Como decorre do exposto, ambos os arestos se debruçaram sobre a aplicação do nº1 do artigo 11º do CISV, na redação introduzida pelo artigo 391.º, da Lei n.º 75-B/2020, de 31 de dezembro (na decisão arbitral recorrida também se apreciou a legalidade de atos à luz do disposto na mesma disposição legal na redação introduzida pela Lei n.º 42/2016, de 28 de dezembro, que aprovou a Lei do Orçamento de Estado para 2017, mas não é deste segmento que vem interposto o recurso), tendo os tribunais arbitrais perfilhado soluções divergentes.
Não havendo, por enquanto, jurisprudência deste STA sobre a questão tendo por base a aplicação do nº1 do artigo 11º do CISV, na redação introduzida pelo artigo 391.º, da Lei n.º 75-B/2020, de 31 de dezembro, haverá, pois que conhecer do mérito do recurso.

7.2 Do mérito do recurso
Sucede, porém, que por Acórdão deste STA do passado dia 22 de novembro, no processo do Pleno Tributário n.º 25/23.8BALSB, em que se colocava questão idêntica à dos presentes autos, foi determinado o reenvio prejudicial para o TJUE para apreciação da seguinte questão: o artigo 110º do TFUE e os comandos ínsitos no acórdão do TJUE n.º C-169/20, são afrontados pela alteração legislativa de 2020 do artigo 11º do CISV, que estabeleceu as regras de desvalorização da componente ambiental, mas em que a desvalorização da componente ambiental obedece a critérios distintos da desvalorização da componente da cilindrada, o que implica taxas de desvalorização distintas e, nessa medida, poderá acarretar um efeito discriminatório sobre os veículos usados importados de outros países da União?

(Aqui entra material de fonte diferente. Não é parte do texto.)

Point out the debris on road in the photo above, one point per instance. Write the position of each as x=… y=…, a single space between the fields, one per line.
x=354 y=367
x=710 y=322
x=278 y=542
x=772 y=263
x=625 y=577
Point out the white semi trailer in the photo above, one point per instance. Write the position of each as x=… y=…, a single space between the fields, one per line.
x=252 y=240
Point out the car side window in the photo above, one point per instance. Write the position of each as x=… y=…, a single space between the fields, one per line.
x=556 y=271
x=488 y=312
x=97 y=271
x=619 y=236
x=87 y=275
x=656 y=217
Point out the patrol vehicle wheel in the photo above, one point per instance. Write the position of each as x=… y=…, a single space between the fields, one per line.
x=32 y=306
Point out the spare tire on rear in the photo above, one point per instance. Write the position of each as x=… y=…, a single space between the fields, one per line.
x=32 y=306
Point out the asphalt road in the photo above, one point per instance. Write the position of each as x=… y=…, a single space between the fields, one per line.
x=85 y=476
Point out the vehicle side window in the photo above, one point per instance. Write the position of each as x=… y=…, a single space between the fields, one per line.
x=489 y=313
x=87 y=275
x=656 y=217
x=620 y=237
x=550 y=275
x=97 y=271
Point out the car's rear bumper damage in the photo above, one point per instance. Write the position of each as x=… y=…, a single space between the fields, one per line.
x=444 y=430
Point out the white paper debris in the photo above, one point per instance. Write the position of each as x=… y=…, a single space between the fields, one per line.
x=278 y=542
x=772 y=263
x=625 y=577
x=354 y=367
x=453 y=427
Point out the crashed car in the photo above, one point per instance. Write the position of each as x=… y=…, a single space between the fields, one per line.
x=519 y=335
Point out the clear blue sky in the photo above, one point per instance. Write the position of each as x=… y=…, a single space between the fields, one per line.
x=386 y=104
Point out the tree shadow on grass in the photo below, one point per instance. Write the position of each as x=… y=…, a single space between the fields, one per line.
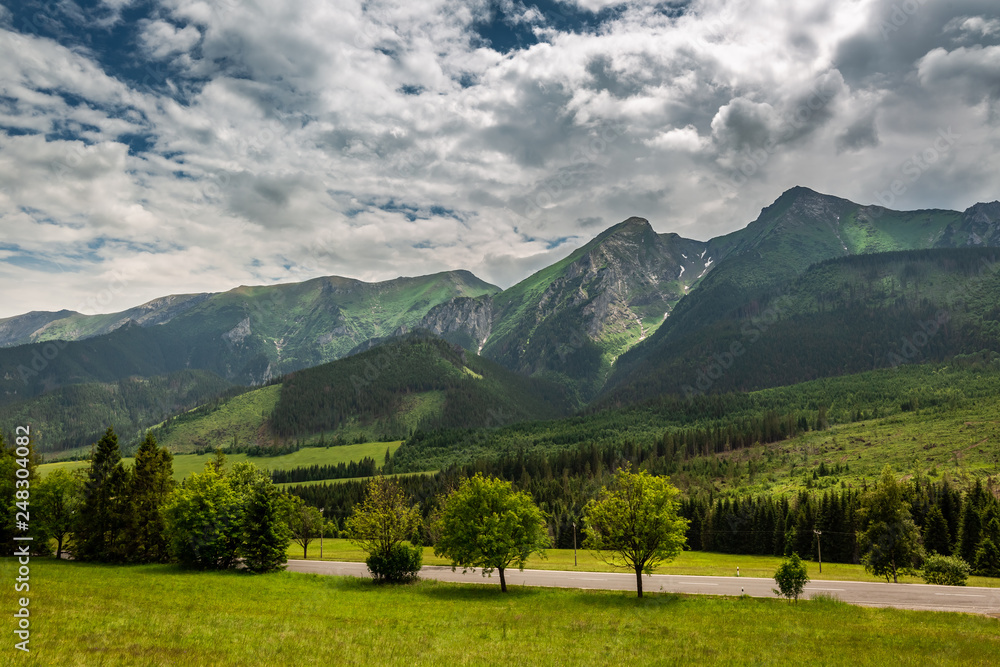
x=627 y=600
x=449 y=591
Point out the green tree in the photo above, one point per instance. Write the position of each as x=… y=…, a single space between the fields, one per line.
x=936 y=537
x=380 y=524
x=987 y=559
x=634 y=524
x=945 y=570
x=58 y=498
x=265 y=535
x=970 y=530
x=104 y=517
x=485 y=523
x=205 y=521
x=305 y=522
x=791 y=577
x=151 y=484
x=888 y=540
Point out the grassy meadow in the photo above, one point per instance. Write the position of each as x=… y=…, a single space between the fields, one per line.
x=962 y=444
x=688 y=563
x=161 y=615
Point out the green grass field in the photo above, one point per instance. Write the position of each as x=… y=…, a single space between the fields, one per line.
x=185 y=464
x=161 y=615
x=688 y=562
x=963 y=444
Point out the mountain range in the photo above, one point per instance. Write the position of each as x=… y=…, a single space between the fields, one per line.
x=814 y=286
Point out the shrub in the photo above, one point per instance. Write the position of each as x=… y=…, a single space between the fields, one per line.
x=988 y=559
x=791 y=578
x=945 y=570
x=401 y=563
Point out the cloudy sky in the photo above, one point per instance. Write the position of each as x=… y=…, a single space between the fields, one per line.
x=165 y=146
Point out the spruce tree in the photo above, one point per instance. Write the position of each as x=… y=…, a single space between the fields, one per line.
x=151 y=485
x=266 y=535
x=936 y=537
x=970 y=531
x=104 y=518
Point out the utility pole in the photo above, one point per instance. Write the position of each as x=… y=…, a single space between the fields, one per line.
x=574 y=544
x=819 y=548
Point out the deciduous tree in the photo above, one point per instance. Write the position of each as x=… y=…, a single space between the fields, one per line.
x=888 y=540
x=634 y=524
x=379 y=526
x=305 y=522
x=791 y=577
x=58 y=496
x=485 y=523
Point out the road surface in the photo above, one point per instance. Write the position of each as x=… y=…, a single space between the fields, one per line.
x=903 y=596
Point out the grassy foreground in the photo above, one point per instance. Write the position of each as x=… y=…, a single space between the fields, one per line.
x=688 y=562
x=153 y=615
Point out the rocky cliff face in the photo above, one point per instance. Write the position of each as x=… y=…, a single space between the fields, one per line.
x=607 y=296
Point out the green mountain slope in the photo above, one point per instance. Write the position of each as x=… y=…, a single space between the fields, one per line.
x=77 y=415
x=841 y=316
x=569 y=321
x=713 y=425
x=247 y=335
x=458 y=388
x=411 y=382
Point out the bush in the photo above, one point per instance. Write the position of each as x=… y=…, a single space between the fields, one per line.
x=791 y=578
x=988 y=559
x=945 y=570
x=400 y=564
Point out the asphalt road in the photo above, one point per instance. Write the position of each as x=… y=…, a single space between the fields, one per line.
x=903 y=596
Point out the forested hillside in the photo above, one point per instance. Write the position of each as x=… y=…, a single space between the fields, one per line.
x=248 y=335
x=841 y=316
x=380 y=384
x=76 y=416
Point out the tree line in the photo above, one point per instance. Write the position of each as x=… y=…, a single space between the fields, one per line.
x=110 y=513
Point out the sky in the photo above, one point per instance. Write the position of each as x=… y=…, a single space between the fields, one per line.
x=154 y=147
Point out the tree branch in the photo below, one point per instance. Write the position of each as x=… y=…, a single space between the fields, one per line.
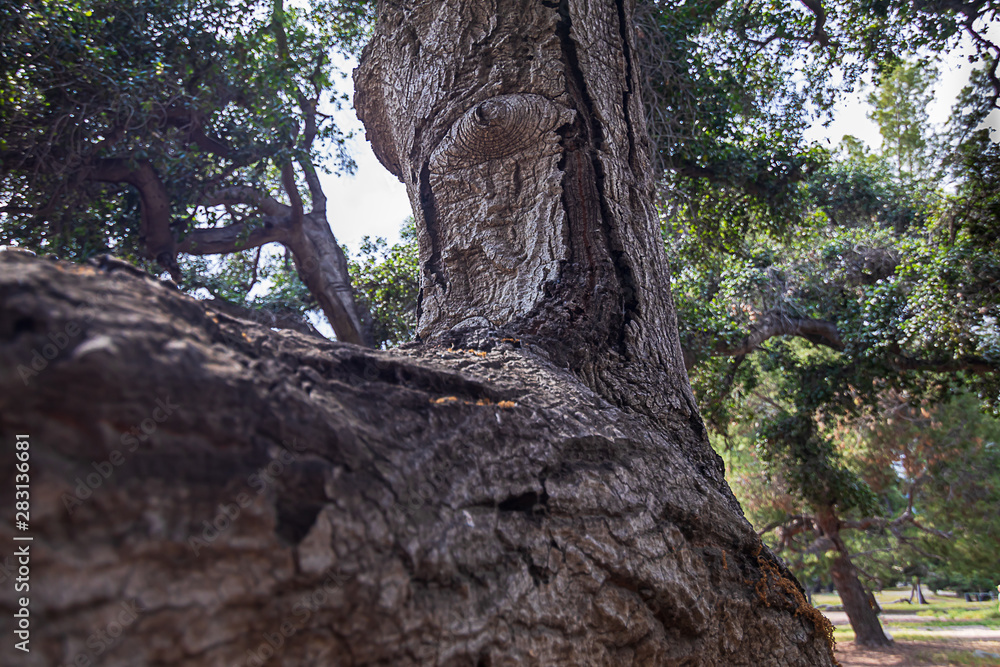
x=156 y=234
x=242 y=194
x=233 y=238
x=777 y=323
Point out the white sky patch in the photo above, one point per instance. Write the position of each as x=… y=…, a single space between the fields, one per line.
x=372 y=202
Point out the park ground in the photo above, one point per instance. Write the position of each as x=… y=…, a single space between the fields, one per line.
x=948 y=631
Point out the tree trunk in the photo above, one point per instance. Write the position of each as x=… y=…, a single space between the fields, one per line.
x=517 y=128
x=205 y=491
x=542 y=492
x=915 y=590
x=860 y=612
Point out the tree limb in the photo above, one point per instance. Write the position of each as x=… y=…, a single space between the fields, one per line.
x=777 y=323
x=242 y=194
x=156 y=234
x=233 y=238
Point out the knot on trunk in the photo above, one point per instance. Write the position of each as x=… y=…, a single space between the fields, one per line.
x=496 y=128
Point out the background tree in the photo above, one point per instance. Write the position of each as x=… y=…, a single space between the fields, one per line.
x=194 y=126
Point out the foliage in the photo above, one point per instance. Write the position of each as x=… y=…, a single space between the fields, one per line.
x=387 y=280
x=101 y=101
x=258 y=279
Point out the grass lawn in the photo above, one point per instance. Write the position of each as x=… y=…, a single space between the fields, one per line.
x=947 y=606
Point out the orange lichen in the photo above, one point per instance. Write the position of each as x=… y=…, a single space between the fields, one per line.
x=774 y=581
x=482 y=402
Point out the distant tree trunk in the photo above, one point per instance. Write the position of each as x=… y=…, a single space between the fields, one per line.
x=322 y=266
x=860 y=612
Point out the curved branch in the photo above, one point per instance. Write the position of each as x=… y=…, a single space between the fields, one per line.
x=242 y=194
x=776 y=323
x=233 y=238
x=156 y=234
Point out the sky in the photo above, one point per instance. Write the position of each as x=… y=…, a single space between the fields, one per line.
x=372 y=202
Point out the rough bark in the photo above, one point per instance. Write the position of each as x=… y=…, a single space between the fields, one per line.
x=860 y=612
x=519 y=133
x=426 y=506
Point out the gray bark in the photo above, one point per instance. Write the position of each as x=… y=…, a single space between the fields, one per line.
x=518 y=131
x=540 y=493
x=241 y=487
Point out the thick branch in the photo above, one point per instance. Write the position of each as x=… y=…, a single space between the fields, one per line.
x=156 y=233
x=233 y=238
x=241 y=194
x=776 y=323
x=820 y=35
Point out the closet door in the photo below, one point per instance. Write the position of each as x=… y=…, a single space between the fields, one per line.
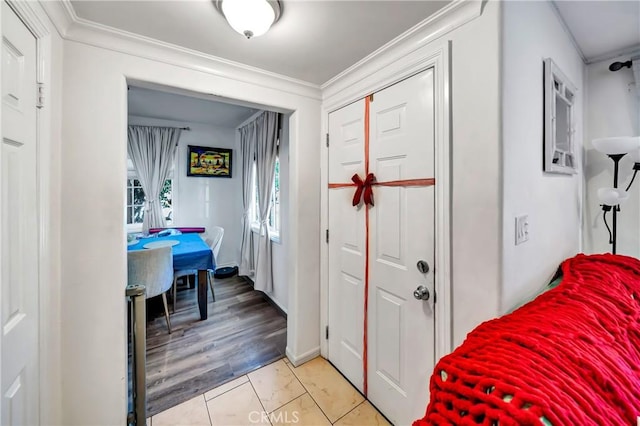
x=381 y=256
x=346 y=244
x=401 y=234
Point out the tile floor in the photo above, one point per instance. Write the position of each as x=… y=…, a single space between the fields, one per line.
x=313 y=394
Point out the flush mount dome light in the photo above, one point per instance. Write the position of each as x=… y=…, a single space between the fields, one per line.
x=251 y=18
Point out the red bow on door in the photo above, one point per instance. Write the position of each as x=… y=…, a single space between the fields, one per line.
x=363 y=187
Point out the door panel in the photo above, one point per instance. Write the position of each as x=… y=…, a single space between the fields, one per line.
x=401 y=328
x=346 y=244
x=400 y=349
x=19 y=225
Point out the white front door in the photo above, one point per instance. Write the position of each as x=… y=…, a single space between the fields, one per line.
x=19 y=228
x=400 y=328
x=346 y=244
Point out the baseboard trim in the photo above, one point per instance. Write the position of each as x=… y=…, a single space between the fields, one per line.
x=301 y=359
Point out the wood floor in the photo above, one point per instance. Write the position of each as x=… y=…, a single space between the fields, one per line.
x=243 y=333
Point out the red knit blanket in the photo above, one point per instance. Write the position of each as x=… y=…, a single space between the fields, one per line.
x=570 y=357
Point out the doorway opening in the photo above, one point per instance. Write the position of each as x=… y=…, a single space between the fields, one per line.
x=243 y=329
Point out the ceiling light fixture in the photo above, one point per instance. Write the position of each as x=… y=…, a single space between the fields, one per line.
x=251 y=18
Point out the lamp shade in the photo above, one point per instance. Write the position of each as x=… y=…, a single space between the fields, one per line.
x=612 y=196
x=617 y=145
x=251 y=18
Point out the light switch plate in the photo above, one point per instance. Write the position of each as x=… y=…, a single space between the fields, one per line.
x=522 y=229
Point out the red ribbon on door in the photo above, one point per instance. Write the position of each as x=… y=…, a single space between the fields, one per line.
x=364 y=190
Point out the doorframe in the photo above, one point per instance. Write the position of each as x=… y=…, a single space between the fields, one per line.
x=438 y=57
x=36 y=21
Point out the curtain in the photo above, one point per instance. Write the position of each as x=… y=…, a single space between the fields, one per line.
x=247 y=154
x=267 y=126
x=152 y=151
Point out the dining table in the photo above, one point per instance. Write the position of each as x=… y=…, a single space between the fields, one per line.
x=190 y=252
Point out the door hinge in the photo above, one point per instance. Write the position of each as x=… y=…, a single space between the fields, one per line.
x=39 y=95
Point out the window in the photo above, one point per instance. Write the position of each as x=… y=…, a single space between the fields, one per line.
x=135 y=202
x=274 y=213
x=136 y=199
x=559 y=93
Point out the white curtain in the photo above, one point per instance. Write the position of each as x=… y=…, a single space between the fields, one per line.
x=152 y=151
x=248 y=137
x=267 y=125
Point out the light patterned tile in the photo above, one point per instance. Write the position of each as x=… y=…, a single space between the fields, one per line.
x=226 y=387
x=302 y=411
x=190 y=413
x=275 y=385
x=237 y=407
x=333 y=393
x=363 y=414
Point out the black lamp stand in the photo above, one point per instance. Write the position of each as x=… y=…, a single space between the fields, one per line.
x=614 y=226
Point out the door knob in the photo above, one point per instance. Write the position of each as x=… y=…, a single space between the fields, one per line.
x=421 y=293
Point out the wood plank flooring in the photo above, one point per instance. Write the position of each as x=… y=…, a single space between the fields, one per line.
x=243 y=333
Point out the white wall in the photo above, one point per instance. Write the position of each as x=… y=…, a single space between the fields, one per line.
x=476 y=171
x=203 y=201
x=93 y=245
x=532 y=32
x=613 y=109
x=50 y=302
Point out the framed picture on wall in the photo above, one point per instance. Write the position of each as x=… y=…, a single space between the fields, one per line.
x=209 y=162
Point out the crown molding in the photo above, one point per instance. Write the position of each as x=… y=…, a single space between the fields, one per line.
x=567 y=30
x=61 y=14
x=447 y=19
x=27 y=11
x=631 y=51
x=74 y=28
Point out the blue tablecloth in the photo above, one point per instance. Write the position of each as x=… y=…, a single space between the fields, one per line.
x=191 y=253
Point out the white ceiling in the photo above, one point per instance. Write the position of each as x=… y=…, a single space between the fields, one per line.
x=170 y=106
x=602 y=28
x=313 y=41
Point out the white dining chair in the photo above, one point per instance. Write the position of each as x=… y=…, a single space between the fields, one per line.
x=152 y=268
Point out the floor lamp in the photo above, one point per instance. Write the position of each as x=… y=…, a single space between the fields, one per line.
x=612 y=197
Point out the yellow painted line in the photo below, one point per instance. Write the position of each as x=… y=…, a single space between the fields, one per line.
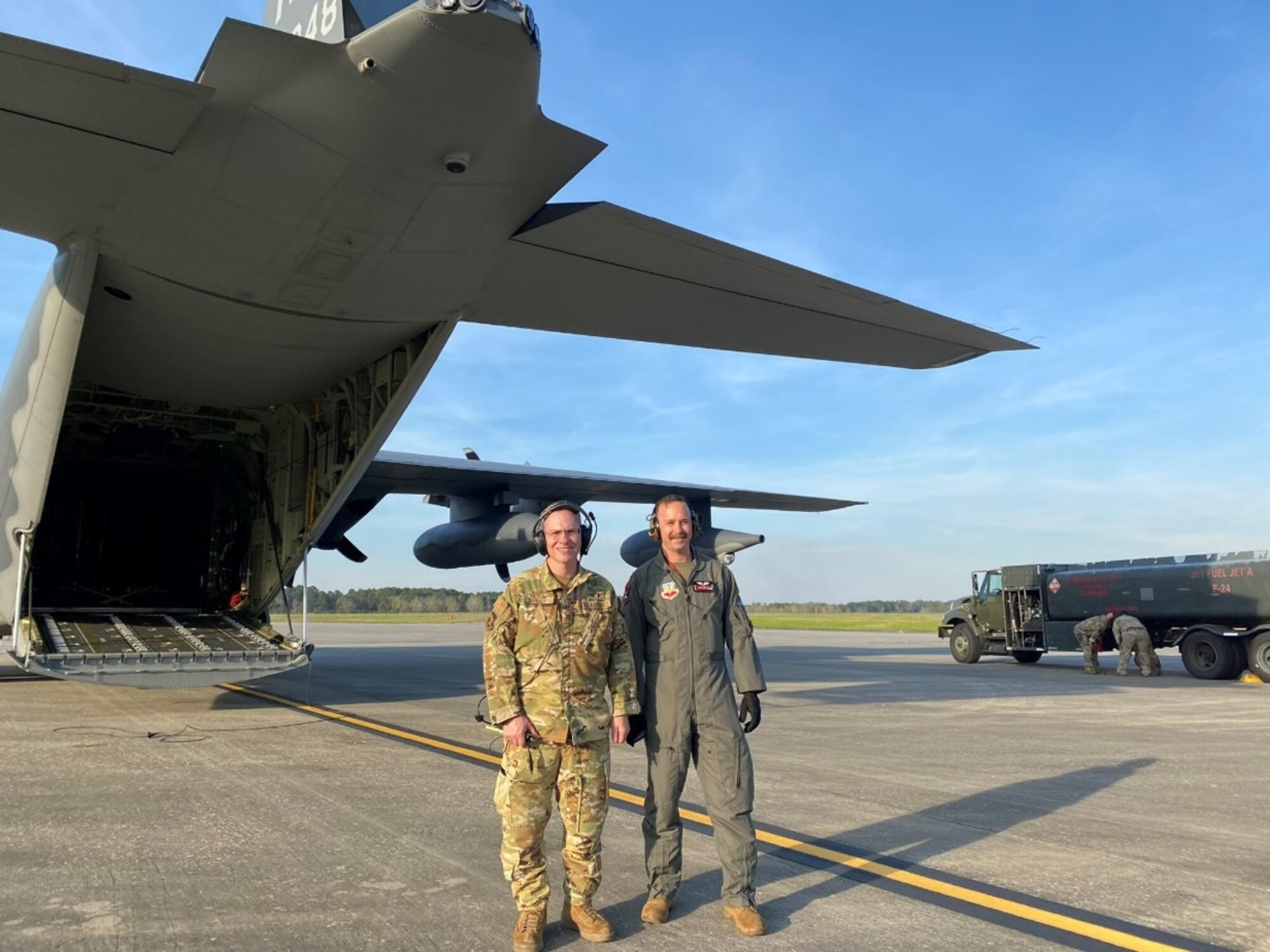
x=1008 y=907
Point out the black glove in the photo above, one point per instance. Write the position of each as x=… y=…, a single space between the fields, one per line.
x=638 y=729
x=751 y=711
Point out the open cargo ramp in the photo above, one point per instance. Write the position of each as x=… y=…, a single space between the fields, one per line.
x=153 y=649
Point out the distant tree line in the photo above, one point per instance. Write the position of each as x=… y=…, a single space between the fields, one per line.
x=877 y=606
x=396 y=601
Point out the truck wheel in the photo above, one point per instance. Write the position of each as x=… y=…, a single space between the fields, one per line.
x=1259 y=656
x=966 y=644
x=1210 y=657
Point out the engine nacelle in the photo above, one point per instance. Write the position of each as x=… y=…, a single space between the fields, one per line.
x=488 y=540
x=713 y=543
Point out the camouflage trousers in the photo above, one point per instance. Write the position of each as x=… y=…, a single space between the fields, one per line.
x=1139 y=645
x=577 y=777
x=1090 y=647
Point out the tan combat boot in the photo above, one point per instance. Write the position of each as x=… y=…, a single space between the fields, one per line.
x=747 y=920
x=529 y=930
x=657 y=911
x=586 y=921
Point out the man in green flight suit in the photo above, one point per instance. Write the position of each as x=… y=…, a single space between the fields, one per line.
x=683 y=611
x=554 y=643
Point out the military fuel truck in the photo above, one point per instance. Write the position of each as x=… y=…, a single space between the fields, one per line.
x=1215 y=609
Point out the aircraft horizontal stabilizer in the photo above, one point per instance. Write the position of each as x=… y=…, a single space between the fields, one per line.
x=609 y=272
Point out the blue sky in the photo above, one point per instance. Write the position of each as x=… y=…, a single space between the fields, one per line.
x=1090 y=177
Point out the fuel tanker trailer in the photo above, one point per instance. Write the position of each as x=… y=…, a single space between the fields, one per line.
x=1215 y=609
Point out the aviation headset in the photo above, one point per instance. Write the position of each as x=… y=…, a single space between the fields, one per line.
x=587 y=520
x=655 y=531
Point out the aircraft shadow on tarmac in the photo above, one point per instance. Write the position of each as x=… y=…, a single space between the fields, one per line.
x=905 y=842
x=843 y=682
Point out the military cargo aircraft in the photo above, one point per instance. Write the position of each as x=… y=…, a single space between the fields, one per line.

Estando a questão pendente de apreciação no TJUE, impõe-se suspender os presentes autos de recurso até à emissão de pronúncia por aquele Tribunal, dando-se conhecimento a este processo do Acórdão que venha a ser emitido pelo TJUE, quando o for.
- Decisão -
Nestes termos, acordam em conferência os Juízes do Pleno da Secção de Contencioso Tributário deste Supremo Tribunal em:
A) julgar verificada a oposição de julgados;
B) Quanto ao mérito do recurso, suspender os presentes autos até que seja proferida decisão pelo TJUE no reenvio prejudicial a que se procedeu no processo n.º 25/23.8BALSB, devendo o Acórdão que vier a ser proferido pelo TJUE ser junto a este processo.

Custas a final.
Notifique.
Lisboa, 24 de janeiro de 2024. - Isabel Cristina Mota Marques da Silva (Relatora) - Jorge Miguel Barroso de Aragão Seia - Francisco António Pedrosa de Areal Rothes - José Gomes Correia - Joaquim Manuel Charneca Condesso - Nuno Filipe Morgado Teixeira Bastos - Aníbal Augusto Ruivo Ferraz - Gustavo André Simões Lopes Courinha - Paula Fernanda Cadilhe Ribeiro - Pedro Nuno Pinto Vergueiro - Anabela Ferreira Alves e Russo - Fernanda de Fátima Esteves.